Chapter 7: Colin Patterson

In his discussion of transitional fossils (page 106), Sarfati uses a quote by the late Colin Patterson (who was a palaeontologist at the British Museum of Natural History:
I fully agree with your comments on the lack of direct illustration of evolutionary transitions in my book. If I knew of any, fossil or living, I would certainly have included them...I will lay it on the line – there is not one such fossil for which one might make a watertight argument.

Patterson's quote comes from a personal letter of 1979, written to Luther Sunderland (a creationist, although Patterson was unaware of this at the time).  Sunderland had written to Patterson asking why his recently published book, Evolution, did not feature illustrations of transitional fossils from which modern species were descended.  Adding the sentences before and after the second part of the quote clarifies Patterson's point:
You say that I should at least "show a photo of the fossil from which each type of organism was derived."  I will lay it on the line – there is not one such fossil for which one could make a watertight argument.  The reason is that statements about ancestry and descent are not applicable in the fossil record.  Is Archaeopteryx the ancestor of all birds?  Perhaps yes, perhaps no: there is no way of answering the question.  It is easy enough to make up stories of how one form gave rise to another, and to find reasons why the stages should be favoured by natural selection.  But such stories are not part of science, for there is no way of putting them to the test.

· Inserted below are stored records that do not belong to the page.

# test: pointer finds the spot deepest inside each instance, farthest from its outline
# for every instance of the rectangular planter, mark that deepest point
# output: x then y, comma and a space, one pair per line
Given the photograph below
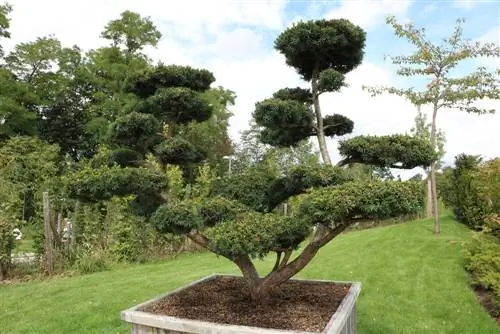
343, 321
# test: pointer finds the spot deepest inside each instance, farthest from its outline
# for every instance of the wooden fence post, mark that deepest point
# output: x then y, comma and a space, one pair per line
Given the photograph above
49, 256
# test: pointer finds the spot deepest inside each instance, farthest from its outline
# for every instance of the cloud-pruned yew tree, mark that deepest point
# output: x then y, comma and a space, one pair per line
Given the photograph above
238, 219
322, 52
167, 96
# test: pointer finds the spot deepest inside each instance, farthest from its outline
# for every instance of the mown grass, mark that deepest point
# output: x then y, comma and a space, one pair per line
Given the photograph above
412, 282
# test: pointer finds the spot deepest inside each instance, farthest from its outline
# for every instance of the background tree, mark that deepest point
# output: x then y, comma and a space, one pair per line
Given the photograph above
5, 10
445, 89
131, 32
322, 52
16, 103
422, 129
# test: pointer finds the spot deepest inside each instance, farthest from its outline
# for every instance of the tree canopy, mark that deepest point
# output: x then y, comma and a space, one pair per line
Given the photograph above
322, 52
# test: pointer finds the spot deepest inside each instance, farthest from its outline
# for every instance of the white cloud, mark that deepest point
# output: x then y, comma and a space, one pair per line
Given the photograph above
469, 4
227, 38
369, 13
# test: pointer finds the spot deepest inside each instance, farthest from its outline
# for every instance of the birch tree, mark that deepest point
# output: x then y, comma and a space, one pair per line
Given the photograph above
422, 129
445, 89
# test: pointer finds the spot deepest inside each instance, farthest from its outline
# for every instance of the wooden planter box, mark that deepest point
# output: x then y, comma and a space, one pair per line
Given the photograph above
343, 321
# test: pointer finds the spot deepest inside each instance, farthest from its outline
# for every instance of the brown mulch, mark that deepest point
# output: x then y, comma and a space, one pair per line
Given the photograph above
485, 297
294, 305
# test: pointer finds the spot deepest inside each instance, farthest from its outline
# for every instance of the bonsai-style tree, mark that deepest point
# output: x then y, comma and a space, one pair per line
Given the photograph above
322, 52
446, 89
167, 96
238, 220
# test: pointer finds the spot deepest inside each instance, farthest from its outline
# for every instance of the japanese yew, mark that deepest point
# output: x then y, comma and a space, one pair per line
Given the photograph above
238, 219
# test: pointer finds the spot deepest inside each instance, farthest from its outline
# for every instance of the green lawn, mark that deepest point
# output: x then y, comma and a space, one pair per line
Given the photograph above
412, 282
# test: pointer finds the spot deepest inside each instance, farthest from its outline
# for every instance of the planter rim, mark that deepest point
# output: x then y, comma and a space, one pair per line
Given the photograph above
134, 315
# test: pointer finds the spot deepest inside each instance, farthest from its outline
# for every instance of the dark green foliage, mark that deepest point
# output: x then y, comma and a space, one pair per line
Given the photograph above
300, 179
298, 94
286, 122
175, 218
132, 31
395, 151
163, 76
249, 188
482, 260
15, 98
123, 157
144, 205
330, 81
179, 105
135, 131
471, 189
314, 46
217, 209
353, 201
92, 185
177, 151
337, 125
257, 234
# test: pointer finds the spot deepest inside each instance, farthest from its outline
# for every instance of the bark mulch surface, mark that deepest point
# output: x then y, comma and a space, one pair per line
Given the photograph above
295, 305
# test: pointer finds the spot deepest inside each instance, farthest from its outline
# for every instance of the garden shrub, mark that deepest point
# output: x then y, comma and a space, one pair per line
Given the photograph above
482, 260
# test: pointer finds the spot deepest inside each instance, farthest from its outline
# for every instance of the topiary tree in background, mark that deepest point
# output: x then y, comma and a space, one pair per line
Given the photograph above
322, 52
238, 219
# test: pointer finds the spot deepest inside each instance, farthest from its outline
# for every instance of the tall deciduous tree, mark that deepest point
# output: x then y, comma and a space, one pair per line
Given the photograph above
422, 129
131, 32
445, 89
322, 52
5, 10
238, 220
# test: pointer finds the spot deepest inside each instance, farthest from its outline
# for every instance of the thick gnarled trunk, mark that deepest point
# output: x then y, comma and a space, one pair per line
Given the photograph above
320, 133
260, 287
435, 209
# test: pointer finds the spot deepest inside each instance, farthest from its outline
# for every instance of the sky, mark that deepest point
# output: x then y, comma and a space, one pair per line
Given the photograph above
234, 39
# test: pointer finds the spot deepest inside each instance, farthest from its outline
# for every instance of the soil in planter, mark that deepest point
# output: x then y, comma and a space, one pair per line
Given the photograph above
295, 305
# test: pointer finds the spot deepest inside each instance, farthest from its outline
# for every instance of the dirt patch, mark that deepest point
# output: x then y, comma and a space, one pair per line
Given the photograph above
294, 305
486, 299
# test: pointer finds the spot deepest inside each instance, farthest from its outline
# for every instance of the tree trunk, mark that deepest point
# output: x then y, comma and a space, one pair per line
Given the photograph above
430, 204
437, 225
320, 133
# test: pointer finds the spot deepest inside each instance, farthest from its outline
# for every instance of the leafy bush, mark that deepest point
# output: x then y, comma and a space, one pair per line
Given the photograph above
482, 260
471, 189
91, 260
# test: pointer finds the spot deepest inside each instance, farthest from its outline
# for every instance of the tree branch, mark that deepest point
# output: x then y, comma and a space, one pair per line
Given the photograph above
277, 263
321, 237
286, 258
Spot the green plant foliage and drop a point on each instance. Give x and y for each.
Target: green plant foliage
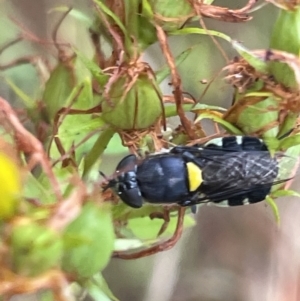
(88, 241)
(35, 248)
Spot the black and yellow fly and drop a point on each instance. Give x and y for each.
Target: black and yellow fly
(229, 171)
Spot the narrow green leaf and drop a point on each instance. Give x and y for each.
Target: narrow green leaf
(288, 142)
(97, 150)
(257, 63)
(195, 30)
(95, 70)
(58, 89)
(88, 241)
(270, 201)
(285, 192)
(162, 73)
(75, 13)
(99, 290)
(27, 100)
(107, 11)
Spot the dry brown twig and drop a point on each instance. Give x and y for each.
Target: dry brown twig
(29, 144)
(168, 244)
(223, 13)
(176, 81)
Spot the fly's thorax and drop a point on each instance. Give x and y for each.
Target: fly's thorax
(125, 181)
(194, 174)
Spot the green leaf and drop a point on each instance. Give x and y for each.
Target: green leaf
(27, 100)
(98, 289)
(285, 192)
(58, 89)
(88, 241)
(162, 73)
(128, 44)
(94, 154)
(75, 13)
(227, 126)
(125, 244)
(288, 142)
(286, 37)
(35, 248)
(259, 115)
(195, 30)
(95, 70)
(274, 207)
(171, 110)
(256, 62)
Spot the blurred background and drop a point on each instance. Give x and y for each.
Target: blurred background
(232, 254)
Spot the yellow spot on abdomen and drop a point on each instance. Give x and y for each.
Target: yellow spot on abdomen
(194, 176)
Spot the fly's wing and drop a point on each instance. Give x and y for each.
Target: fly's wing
(240, 178)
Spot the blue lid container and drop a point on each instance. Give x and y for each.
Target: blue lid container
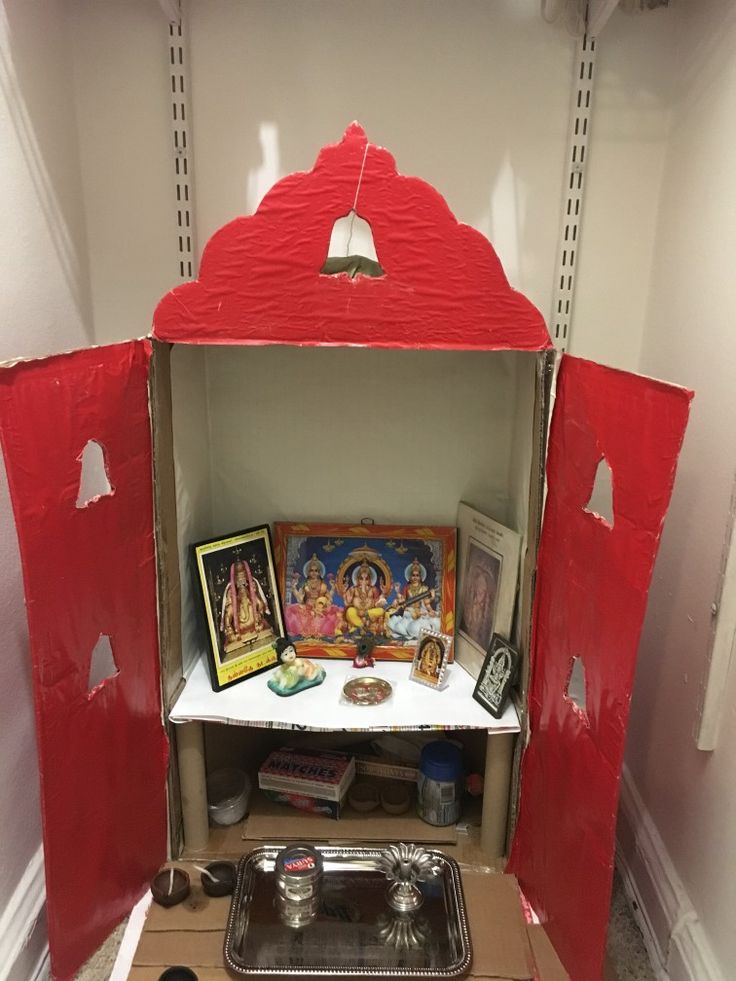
(442, 761)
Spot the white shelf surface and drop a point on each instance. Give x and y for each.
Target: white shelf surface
(412, 706)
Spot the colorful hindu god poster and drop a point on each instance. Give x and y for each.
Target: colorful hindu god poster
(339, 583)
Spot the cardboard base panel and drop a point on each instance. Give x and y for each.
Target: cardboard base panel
(505, 948)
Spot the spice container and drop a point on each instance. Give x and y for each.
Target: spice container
(440, 783)
(298, 871)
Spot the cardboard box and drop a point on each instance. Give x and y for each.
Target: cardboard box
(439, 392)
(505, 947)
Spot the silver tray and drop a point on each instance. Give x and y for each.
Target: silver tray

Patterson was explaining to Sunderland that, of the transitional fossils that were known, he could not make a watertight argument for any of them being the direct ancestor of a living species group.  Archaeopteryx, for example, is not necessarily the direct ancestor of modern birds.  It may have been a species on a side-branch.

Patterson's quote has been used extensively by creationists over the years, and creationists and anti-creationists have argued about its proper use.  Consequently, creationists now tend to accompany their quotation of Patterson by suggesting his meaning was clear (they usually argue the clear meaning is that suggested by their edited quote, complete with the ellipses!) and any subsequent comment or clarification (including any by Patterson himself!) on the quote is a distortion of its true intent.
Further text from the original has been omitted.